Now, the first empirical evidence to support the idea that drugs like Ozempic could be an effective treatment for AUD is beginning to appear. This week, a new paper published in the Journal of Clinical Psychiatry strengthened the case. The paper relayed a series of case studies: six patients who had been prescribed semaglutide for weight loss, but who also qualified for having AUD. All six of the participants displayed significantly reduced symptoms of AUD—even those who had achieved minimal weight loss.
This small study is only the beginning. The authors are also running a clinical trial in Tulsa, Oklahoma, looking at semaglutide to treat AUD; a sister study is being conducted in Baltimore, Maryland. It’ll be at least a year and a half before those trials have publishable data, so this case series was done in order to set the table for the clinical trial data, say study authors Kyle Simmons, professor of pharmacology and physiology at Oklahoma State University, and Jesse Richards, assistant professor of medicine at the University of Oklahoma. (Richards receives payment from Novo Nordisk and Eli Lilly, who make GLP-1 receptor agonist drugs, to speak at conferences.)

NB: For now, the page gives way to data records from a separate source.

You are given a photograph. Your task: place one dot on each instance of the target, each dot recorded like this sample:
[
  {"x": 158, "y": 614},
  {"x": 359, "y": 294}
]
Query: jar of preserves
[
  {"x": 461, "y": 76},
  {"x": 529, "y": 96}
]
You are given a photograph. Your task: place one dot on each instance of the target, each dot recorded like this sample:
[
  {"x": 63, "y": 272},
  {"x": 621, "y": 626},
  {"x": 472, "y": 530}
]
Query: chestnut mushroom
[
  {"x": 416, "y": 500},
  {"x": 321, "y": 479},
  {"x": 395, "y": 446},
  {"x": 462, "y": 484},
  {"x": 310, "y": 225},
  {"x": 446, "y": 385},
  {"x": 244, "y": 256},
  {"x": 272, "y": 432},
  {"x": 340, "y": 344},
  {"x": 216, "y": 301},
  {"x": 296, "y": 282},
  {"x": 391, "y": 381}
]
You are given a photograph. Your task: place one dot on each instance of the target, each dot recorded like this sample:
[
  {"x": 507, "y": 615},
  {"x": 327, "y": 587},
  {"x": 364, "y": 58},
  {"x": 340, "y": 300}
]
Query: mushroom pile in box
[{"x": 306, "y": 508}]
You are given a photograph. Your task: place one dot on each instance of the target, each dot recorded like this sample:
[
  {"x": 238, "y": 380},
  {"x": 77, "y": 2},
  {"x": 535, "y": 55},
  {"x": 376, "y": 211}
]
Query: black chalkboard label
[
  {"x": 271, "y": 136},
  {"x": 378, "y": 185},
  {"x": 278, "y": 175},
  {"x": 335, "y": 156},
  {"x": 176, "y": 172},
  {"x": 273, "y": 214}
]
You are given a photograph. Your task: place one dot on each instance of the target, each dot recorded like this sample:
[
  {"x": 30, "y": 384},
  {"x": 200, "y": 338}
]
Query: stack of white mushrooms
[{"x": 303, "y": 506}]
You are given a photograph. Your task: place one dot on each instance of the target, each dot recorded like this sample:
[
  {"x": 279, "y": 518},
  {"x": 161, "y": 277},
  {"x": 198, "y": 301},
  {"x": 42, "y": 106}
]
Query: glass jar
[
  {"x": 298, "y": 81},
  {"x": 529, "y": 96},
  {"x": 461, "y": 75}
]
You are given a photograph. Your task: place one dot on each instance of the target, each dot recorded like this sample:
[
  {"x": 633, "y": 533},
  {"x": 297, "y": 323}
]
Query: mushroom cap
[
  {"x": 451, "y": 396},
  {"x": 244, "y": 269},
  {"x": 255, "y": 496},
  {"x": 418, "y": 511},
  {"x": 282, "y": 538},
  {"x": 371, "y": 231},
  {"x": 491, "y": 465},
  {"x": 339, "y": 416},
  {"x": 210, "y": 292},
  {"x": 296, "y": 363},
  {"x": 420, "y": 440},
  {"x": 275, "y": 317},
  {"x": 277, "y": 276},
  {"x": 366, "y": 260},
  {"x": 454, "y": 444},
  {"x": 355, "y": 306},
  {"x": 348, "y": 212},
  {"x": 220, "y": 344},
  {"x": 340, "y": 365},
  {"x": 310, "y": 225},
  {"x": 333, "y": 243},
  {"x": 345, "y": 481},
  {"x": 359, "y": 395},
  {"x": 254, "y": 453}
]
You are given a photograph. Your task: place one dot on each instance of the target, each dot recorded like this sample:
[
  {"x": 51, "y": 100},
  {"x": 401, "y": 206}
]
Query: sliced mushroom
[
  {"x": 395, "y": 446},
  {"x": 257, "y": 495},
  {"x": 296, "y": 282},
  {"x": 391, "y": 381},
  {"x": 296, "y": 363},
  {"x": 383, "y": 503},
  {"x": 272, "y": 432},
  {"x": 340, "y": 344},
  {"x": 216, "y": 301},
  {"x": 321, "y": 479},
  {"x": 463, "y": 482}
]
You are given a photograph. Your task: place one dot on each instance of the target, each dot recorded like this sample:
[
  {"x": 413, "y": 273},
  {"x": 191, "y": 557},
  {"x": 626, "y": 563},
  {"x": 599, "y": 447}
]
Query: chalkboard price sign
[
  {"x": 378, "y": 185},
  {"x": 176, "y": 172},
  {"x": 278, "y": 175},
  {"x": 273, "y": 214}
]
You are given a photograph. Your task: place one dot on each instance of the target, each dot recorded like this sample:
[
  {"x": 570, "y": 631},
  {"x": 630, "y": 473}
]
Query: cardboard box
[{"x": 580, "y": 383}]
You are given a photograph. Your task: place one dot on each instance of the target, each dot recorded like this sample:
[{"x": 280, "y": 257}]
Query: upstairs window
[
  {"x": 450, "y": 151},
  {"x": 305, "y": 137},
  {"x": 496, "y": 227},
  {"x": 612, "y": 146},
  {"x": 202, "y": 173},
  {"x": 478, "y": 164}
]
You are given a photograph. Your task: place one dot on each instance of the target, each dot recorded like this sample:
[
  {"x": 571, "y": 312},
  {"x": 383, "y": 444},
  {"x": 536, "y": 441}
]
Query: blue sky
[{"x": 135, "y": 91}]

While scientists aren’t certain how these drugs work to dampen alcohol cravings, it’s suspected to work on the same pathways that produce a shrunken appetite. A thirst for booze is thought to be driven by the rewarding properties that alcohol produces, delivered by a bump of dopamine released in the brain. Over time, that dopamine flurry reinforces a want for alcohol.
GLP-1 receptors are found dotted around the body, including in the brain structures that control our reward pathways. These receptors control the release of the hormone GLP-1, which has a multitude of roles to play in the body, including how we respond to alcohol.
What drugs like semaglutide, which mimic the actions of GLP-1, seem to do is lower the amount of the substance required—like food or alcohol—to feel satiated. Richards says some patients report going to an event where they’d normally expect to drink a lot, like a sports game or a fishing trip, “and instead of drinking their normal amount, they would drink one drink, and then kind of get bored and forget about it,” he says.